Doc’s normal reflex would be to click his remote to ESPN, but he couldn’t pull the trigger, not in the face of such excellent work by CBS. One piece told the story of how Hershey Chocolate may be sold to Nestle. Conventional wisdom proclaims that television is primarily an emotional medium, one in which complexity is difficult to communicate. The Hershey piece showed the shallowness of that argument.


Combining a Rockwellian sense of place with some nifty images of chocolate manufacturing with some old-fashioned number crunching, the CBS story revealed a complex relationship between a town and the company that gave it its identity. It was feature writing merged with business writing merged with cultural reporting.


“Wow,” thought Doc as his complexion started to break out from visual exposure to all that chocolate. “What could top that?”


What followed was another excellent feature, this one a television obituary of the great jazz musician Lionel Hampton. Using archival footage, the producers created a beautiful tapestry of a life well spent. Not only did the piece let us see and hear a jazz legend at various stages of his career, but we learned what an important contribution he and his fellow musicians, black and white, made toward the eventual destruction of American apartheid.

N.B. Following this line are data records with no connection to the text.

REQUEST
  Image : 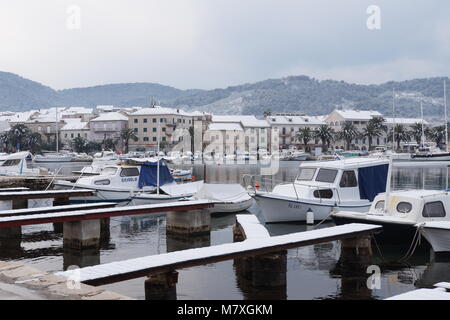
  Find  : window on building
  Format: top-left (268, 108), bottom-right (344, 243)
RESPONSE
top-left (143, 119), bottom-right (147, 123)
top-left (134, 119), bottom-right (138, 123)
top-left (162, 137), bottom-right (166, 142)
top-left (143, 137), bottom-right (149, 142)
top-left (153, 128), bottom-right (157, 132)
top-left (152, 118), bottom-right (156, 123)
top-left (162, 127), bottom-right (166, 132)
top-left (153, 137), bottom-right (156, 142)
top-left (71, 133), bottom-right (74, 138)
top-left (134, 128), bottom-right (138, 132)
top-left (143, 128), bottom-right (147, 132)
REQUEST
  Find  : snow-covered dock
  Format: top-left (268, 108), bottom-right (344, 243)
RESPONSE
top-left (386, 282), bottom-right (450, 300)
top-left (55, 223), bottom-right (382, 285)
top-left (235, 214), bottom-right (270, 239)
top-left (0, 189), bottom-right (95, 201)
top-left (0, 202), bottom-right (116, 217)
top-left (0, 200), bottom-right (213, 227)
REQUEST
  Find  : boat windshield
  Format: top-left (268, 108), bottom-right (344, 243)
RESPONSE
top-left (315, 168), bottom-right (338, 183)
top-left (1, 159), bottom-right (21, 167)
top-left (296, 168), bottom-right (316, 181)
top-left (101, 167), bottom-right (118, 176)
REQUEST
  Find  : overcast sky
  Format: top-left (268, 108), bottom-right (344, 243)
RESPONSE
top-left (0, 0), bottom-right (449, 90)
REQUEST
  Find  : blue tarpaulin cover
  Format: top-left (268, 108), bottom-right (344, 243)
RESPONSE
top-left (138, 162), bottom-right (174, 188)
top-left (358, 164), bottom-right (389, 202)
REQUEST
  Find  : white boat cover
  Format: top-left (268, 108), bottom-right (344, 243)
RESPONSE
top-left (196, 184), bottom-right (252, 203)
top-left (160, 181), bottom-right (204, 196)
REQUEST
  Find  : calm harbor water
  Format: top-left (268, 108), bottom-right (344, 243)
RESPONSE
top-left (5, 160), bottom-right (450, 300)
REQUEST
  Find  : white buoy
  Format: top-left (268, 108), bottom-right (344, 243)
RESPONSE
top-left (306, 210), bottom-right (314, 225)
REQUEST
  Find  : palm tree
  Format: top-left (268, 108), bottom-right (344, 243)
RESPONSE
top-left (263, 110), bottom-right (272, 118)
top-left (427, 125), bottom-right (446, 148)
top-left (410, 122), bottom-right (426, 145)
top-left (337, 122), bottom-right (360, 151)
top-left (295, 127), bottom-right (313, 152)
top-left (120, 129), bottom-right (138, 154)
top-left (362, 118), bottom-right (386, 151)
top-left (8, 124), bottom-right (32, 151)
top-left (388, 124), bottom-right (411, 150)
top-left (24, 132), bottom-right (42, 153)
top-left (0, 132), bottom-right (9, 152)
top-left (314, 125), bottom-right (334, 152)
top-left (103, 138), bottom-right (117, 151)
top-left (188, 126), bottom-right (195, 154)
top-left (71, 136), bottom-right (88, 153)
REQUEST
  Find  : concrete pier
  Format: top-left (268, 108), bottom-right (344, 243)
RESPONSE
top-left (0, 260), bottom-right (132, 300)
top-left (144, 271), bottom-right (178, 300)
top-left (63, 219), bottom-right (101, 250)
top-left (166, 209), bottom-right (210, 236)
top-left (52, 197), bottom-right (69, 233)
top-left (63, 248), bottom-right (101, 270)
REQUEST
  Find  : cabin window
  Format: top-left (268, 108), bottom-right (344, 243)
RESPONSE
top-left (297, 168), bottom-right (316, 181)
top-left (375, 200), bottom-right (385, 211)
top-left (315, 169), bottom-right (338, 183)
top-left (1, 159), bottom-right (21, 167)
top-left (422, 201), bottom-right (446, 218)
top-left (313, 189), bottom-right (333, 199)
top-left (94, 179), bottom-right (110, 185)
top-left (397, 202), bottom-right (413, 213)
top-left (101, 167), bottom-right (118, 175)
top-left (120, 168), bottom-right (140, 177)
top-left (339, 171), bottom-right (357, 188)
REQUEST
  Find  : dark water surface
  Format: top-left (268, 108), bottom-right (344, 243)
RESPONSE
top-left (6, 160), bottom-right (450, 300)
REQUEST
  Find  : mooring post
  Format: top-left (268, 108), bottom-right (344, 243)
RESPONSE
top-left (144, 271), bottom-right (178, 300)
top-left (0, 200), bottom-right (22, 248)
top-left (339, 235), bottom-right (373, 270)
top-left (166, 209), bottom-right (211, 236)
top-left (233, 221), bottom-right (287, 299)
top-left (100, 217), bottom-right (110, 243)
top-left (63, 219), bottom-right (101, 250)
top-left (53, 197), bottom-right (70, 233)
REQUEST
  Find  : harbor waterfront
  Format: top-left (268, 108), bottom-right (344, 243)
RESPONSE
top-left (0, 160), bottom-right (449, 300)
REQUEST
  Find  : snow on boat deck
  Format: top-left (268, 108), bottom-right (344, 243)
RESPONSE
top-left (55, 223), bottom-right (382, 285)
top-left (386, 283), bottom-right (450, 300)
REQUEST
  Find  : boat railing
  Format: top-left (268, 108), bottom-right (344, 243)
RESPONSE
top-left (45, 164), bottom-right (94, 191)
top-left (243, 174), bottom-right (342, 204)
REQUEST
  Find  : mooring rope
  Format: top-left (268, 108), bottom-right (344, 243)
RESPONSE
top-left (399, 224), bottom-right (423, 262)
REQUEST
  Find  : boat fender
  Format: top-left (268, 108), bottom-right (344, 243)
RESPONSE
top-left (255, 183), bottom-right (260, 190)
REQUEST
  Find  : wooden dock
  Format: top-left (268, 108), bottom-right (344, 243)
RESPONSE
top-left (55, 223), bottom-right (382, 286)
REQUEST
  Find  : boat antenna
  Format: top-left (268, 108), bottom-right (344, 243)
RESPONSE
top-left (392, 88), bottom-right (395, 152)
top-left (157, 118), bottom-right (160, 195)
top-left (445, 79), bottom-right (448, 152)
top-left (420, 101), bottom-right (425, 146)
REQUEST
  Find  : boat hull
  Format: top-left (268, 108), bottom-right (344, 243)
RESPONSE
top-left (421, 227), bottom-right (450, 253)
top-left (332, 215), bottom-right (418, 244)
top-left (254, 193), bottom-right (370, 223)
top-left (411, 153), bottom-right (450, 161)
top-left (209, 198), bottom-right (254, 214)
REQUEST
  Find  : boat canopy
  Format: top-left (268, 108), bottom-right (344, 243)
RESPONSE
top-left (138, 162), bottom-right (174, 188)
top-left (358, 164), bottom-right (389, 202)
top-left (160, 181), bottom-right (204, 196)
top-left (196, 184), bottom-right (251, 202)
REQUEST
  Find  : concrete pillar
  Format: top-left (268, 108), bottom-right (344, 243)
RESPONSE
top-left (63, 219), bottom-right (101, 250)
top-left (53, 197), bottom-right (70, 233)
top-left (100, 218), bottom-right (110, 244)
top-left (166, 209), bottom-right (210, 236)
top-left (234, 251), bottom-right (287, 300)
top-left (232, 222), bottom-right (287, 299)
top-left (331, 235), bottom-right (374, 299)
top-left (0, 200), bottom-right (22, 248)
top-left (0, 226), bottom-right (22, 250)
top-left (144, 271), bottom-right (178, 300)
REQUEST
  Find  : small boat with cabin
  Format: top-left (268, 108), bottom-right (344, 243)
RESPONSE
top-left (250, 157), bottom-right (389, 223)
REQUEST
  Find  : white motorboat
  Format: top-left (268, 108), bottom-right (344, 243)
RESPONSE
top-left (34, 153), bottom-right (73, 163)
top-left (419, 222), bottom-right (450, 253)
top-left (72, 151), bottom-right (121, 175)
top-left (289, 150), bottom-right (308, 161)
top-left (129, 181), bottom-right (204, 205)
top-left (195, 184), bottom-right (254, 213)
top-left (55, 160), bottom-right (175, 203)
top-left (170, 168), bottom-right (192, 182)
top-left (250, 157), bottom-right (390, 223)
top-left (332, 189), bottom-right (450, 244)
top-left (0, 152), bottom-right (47, 176)
top-left (411, 144), bottom-right (450, 161)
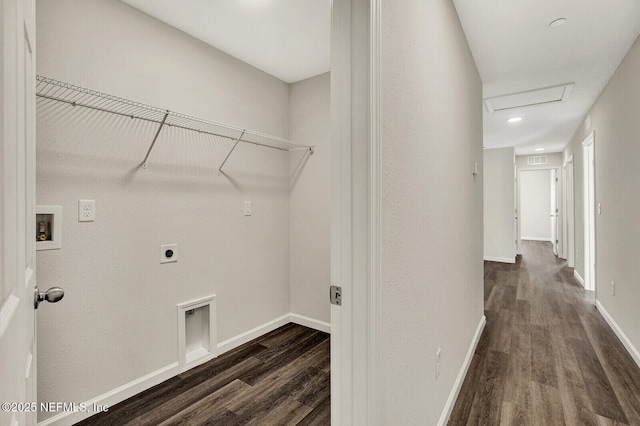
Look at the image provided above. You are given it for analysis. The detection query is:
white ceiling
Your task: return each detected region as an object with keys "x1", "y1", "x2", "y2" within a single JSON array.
[
  {"x1": 120, "y1": 0, "x2": 331, "y2": 84},
  {"x1": 121, "y1": 1, "x2": 640, "y2": 156},
  {"x1": 454, "y1": 0, "x2": 640, "y2": 155}
]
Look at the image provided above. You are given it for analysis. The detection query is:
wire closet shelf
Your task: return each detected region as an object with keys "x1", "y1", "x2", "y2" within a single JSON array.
[{"x1": 35, "y1": 75, "x2": 314, "y2": 172}]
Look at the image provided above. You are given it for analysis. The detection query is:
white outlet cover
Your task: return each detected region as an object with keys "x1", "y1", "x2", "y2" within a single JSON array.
[
  {"x1": 160, "y1": 244, "x2": 178, "y2": 264},
  {"x1": 78, "y1": 199, "x2": 95, "y2": 222}
]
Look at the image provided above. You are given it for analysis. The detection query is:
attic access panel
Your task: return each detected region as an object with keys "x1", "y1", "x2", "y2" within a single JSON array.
[{"x1": 484, "y1": 83, "x2": 574, "y2": 113}]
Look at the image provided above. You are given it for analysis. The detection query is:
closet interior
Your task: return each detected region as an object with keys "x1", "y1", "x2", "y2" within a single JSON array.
[{"x1": 35, "y1": 1, "x2": 331, "y2": 424}]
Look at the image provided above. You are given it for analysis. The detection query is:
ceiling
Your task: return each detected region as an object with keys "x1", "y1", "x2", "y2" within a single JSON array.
[
  {"x1": 121, "y1": 1, "x2": 640, "y2": 156},
  {"x1": 454, "y1": 0, "x2": 640, "y2": 155},
  {"x1": 120, "y1": 0, "x2": 331, "y2": 84}
]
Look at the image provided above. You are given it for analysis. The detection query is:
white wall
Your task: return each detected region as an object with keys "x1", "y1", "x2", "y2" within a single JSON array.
[
  {"x1": 564, "y1": 34, "x2": 640, "y2": 364},
  {"x1": 380, "y1": 1, "x2": 485, "y2": 423},
  {"x1": 36, "y1": 0, "x2": 294, "y2": 421},
  {"x1": 483, "y1": 148, "x2": 515, "y2": 263},
  {"x1": 289, "y1": 73, "x2": 330, "y2": 326},
  {"x1": 520, "y1": 169, "x2": 552, "y2": 241}
]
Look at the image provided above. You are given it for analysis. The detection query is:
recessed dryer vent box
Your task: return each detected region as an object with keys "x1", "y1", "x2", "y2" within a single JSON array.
[
  {"x1": 177, "y1": 295, "x2": 217, "y2": 371},
  {"x1": 36, "y1": 205, "x2": 62, "y2": 250}
]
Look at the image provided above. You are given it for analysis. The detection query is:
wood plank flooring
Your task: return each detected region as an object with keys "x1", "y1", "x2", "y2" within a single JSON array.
[
  {"x1": 75, "y1": 324, "x2": 329, "y2": 426},
  {"x1": 449, "y1": 241, "x2": 640, "y2": 425}
]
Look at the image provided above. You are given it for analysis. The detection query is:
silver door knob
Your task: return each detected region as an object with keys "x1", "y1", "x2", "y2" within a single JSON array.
[{"x1": 34, "y1": 286, "x2": 64, "y2": 309}]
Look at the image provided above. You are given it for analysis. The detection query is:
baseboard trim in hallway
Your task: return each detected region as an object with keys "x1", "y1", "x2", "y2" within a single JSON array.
[
  {"x1": 574, "y1": 270, "x2": 585, "y2": 286},
  {"x1": 597, "y1": 300, "x2": 640, "y2": 369},
  {"x1": 484, "y1": 256, "x2": 516, "y2": 264},
  {"x1": 438, "y1": 315, "x2": 486, "y2": 426}
]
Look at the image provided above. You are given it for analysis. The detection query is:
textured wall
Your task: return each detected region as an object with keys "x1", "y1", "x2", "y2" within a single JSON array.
[
  {"x1": 36, "y1": 0, "x2": 292, "y2": 420},
  {"x1": 520, "y1": 169, "x2": 552, "y2": 241},
  {"x1": 565, "y1": 34, "x2": 640, "y2": 359},
  {"x1": 483, "y1": 147, "x2": 515, "y2": 262},
  {"x1": 380, "y1": 0, "x2": 485, "y2": 423},
  {"x1": 289, "y1": 73, "x2": 330, "y2": 324}
]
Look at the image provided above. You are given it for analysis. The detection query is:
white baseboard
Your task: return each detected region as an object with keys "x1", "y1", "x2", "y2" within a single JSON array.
[
  {"x1": 216, "y1": 314, "x2": 291, "y2": 355},
  {"x1": 290, "y1": 313, "x2": 331, "y2": 333},
  {"x1": 38, "y1": 362, "x2": 180, "y2": 426},
  {"x1": 484, "y1": 256, "x2": 516, "y2": 264},
  {"x1": 217, "y1": 313, "x2": 330, "y2": 356},
  {"x1": 39, "y1": 313, "x2": 329, "y2": 426},
  {"x1": 574, "y1": 270, "x2": 585, "y2": 287},
  {"x1": 596, "y1": 300, "x2": 640, "y2": 369},
  {"x1": 438, "y1": 315, "x2": 487, "y2": 426},
  {"x1": 521, "y1": 237, "x2": 553, "y2": 242}
]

Dr. Ink was so enthusiastic about these stories that he rushed to work to share what he had seen with his colleague Al Tompkins. Al wondered aloud if there wasn’t some inverse relationship between the quality of news presentation and the size of the audience. A “small” audience like the ones served by NPR or CBS Sunday Morning seem to get some of the best storytelling we know how to offer. What’s up with that?